Question

Find the chance of throwing six with a single die at least once in five trials.

Answer 1

Hint: A normal die has six different faces. Determine the probability of getting 6 and not getting 6 in a single trial. Use the formula ${\text{Probability}} = \dfrac{{{\text{No}}{\text{. of favorable outcomes}}}}{{{\text{Total no}}{\text{. of outcomes}}}}$. Then first find the probability of not getting 6 in any of the trials by using the rule of probability of independent events. Finally apply the formula of probability of complement events i.e. $P + \bar P = 1$, to get the answer.

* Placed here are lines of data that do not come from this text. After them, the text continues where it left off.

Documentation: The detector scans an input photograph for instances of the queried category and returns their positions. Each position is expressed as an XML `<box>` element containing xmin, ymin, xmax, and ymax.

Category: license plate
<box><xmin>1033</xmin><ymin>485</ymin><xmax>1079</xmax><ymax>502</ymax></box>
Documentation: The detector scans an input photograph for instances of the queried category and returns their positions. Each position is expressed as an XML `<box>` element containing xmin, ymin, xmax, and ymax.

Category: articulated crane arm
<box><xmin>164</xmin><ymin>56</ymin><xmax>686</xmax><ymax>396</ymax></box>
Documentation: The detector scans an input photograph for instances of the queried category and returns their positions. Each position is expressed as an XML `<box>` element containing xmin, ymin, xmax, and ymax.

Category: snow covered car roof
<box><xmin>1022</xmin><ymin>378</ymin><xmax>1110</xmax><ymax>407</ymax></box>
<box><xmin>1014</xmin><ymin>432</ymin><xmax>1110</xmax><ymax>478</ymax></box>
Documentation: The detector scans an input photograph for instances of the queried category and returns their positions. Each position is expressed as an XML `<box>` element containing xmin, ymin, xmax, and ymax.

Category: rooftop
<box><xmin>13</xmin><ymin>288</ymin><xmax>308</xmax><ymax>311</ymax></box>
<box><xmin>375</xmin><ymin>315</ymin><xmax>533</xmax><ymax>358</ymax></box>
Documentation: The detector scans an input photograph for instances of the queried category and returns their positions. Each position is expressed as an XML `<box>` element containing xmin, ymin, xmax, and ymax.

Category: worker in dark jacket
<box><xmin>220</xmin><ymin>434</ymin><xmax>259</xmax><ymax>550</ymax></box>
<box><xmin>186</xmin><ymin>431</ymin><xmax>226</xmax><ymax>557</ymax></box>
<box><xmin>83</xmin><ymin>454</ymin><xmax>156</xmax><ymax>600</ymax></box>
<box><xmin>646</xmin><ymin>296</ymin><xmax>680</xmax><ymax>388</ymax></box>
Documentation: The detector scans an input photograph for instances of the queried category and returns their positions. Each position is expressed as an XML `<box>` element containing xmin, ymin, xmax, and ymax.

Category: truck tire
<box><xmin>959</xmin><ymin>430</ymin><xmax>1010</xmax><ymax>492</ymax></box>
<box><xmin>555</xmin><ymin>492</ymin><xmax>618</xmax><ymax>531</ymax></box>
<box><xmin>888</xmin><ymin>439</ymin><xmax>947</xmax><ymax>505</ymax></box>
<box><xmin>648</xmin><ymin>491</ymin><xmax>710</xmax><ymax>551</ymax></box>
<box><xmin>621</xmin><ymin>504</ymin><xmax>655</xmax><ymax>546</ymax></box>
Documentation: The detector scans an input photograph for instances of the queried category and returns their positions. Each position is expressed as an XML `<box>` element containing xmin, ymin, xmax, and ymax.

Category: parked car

Complete step-by-step answer:
According to the question, a single die is thrown five times.
We know that a normal die has six different faces and they are 1, 2, 3, 4, 5 and 6. Thus the probability of throwing any one of them in a trial is determined by the probability formula:
$ \Rightarrow {\text{Probability}} = \dfrac{{{\text{No}}{\text{. of favorable outcomes}}}}{{{\text{Total no}}{\text{. of outcomes}}}}$
Here, the number of favorable outcomes is 1 and the total number of outcomes is 6. So we have:$ \Rightarrow {\text{Probability}} = \dfrac{1}{6}{\text{ }}.....{\text{(1)}}$
From the probability formula, we also know that:
$ \Rightarrow $Probability of not getting 6 in a trial = 1 – Probability of getting 6.
From equation (1), we have calculated that the probability of getting 6 in a trial is $\dfrac{1}{6}$. Using this, we’ll get:
$ \Rightarrow $Probability of not getting 6 in a trial $1 - \dfrac{1}{6} = \dfrac{5}{6}$
Now, we have to determine the probability of getting at least one 6 in five trials. Let this probability be $P$.
First we will determine the probability of not getting 6 in any of the trials. This will be denoted by $\bar P$ because it is the complement of getting at least one 6.
Also each trial is independent of the other, so the probabilities of each trial will be multiplied to get the overall probability. Thus we have:
$
   \Rightarrow \bar P = \dfrac{5}{6} \times \dfrac{5}{6} \times \dfrac{5}{6} \times \dfrac{5}{6} \times \dfrac{5}{6} \\
   \Rightarrow \bar P = \dfrac{{3125}}{{7776}}
 $
From the probabilities of complement events, we know that:
$ \Rightarrow P + \bar P = 1$
Putting the value of $\bar P$ from above in this equation, we’ll get:
$
   \Rightarrow P + \dfrac{{3125}}{{7776}} = 1 \\
   \Rightarrow P = 1 - \dfrac{{3125}}{{7776}} \\
   \Rightarrow P = \dfrac{{4651}}{{7776}}
 $

Thus the probability of getting six at least once in five trials is $\dfrac{{4651}}{{7776}}$

Note: If two events $A$ and $B$ with probabilities of their occurrences $P\left( A \right)$ and $P\left( B \right)$, are independent to each other, then the probabilities of occurrence of both of them is given by the formula:
$ \Rightarrow P\left( {A{\text{ and }}B} \right) = P\left( A \right) \times P\left( B \right)$
If the two events are mutually exclusive instead, then the occurrence of any one of them is given by the formula:
$ \Rightarrow P\left( {A{\text{ or }}B} \right) = P\left( A \right) + P\left( B \right)$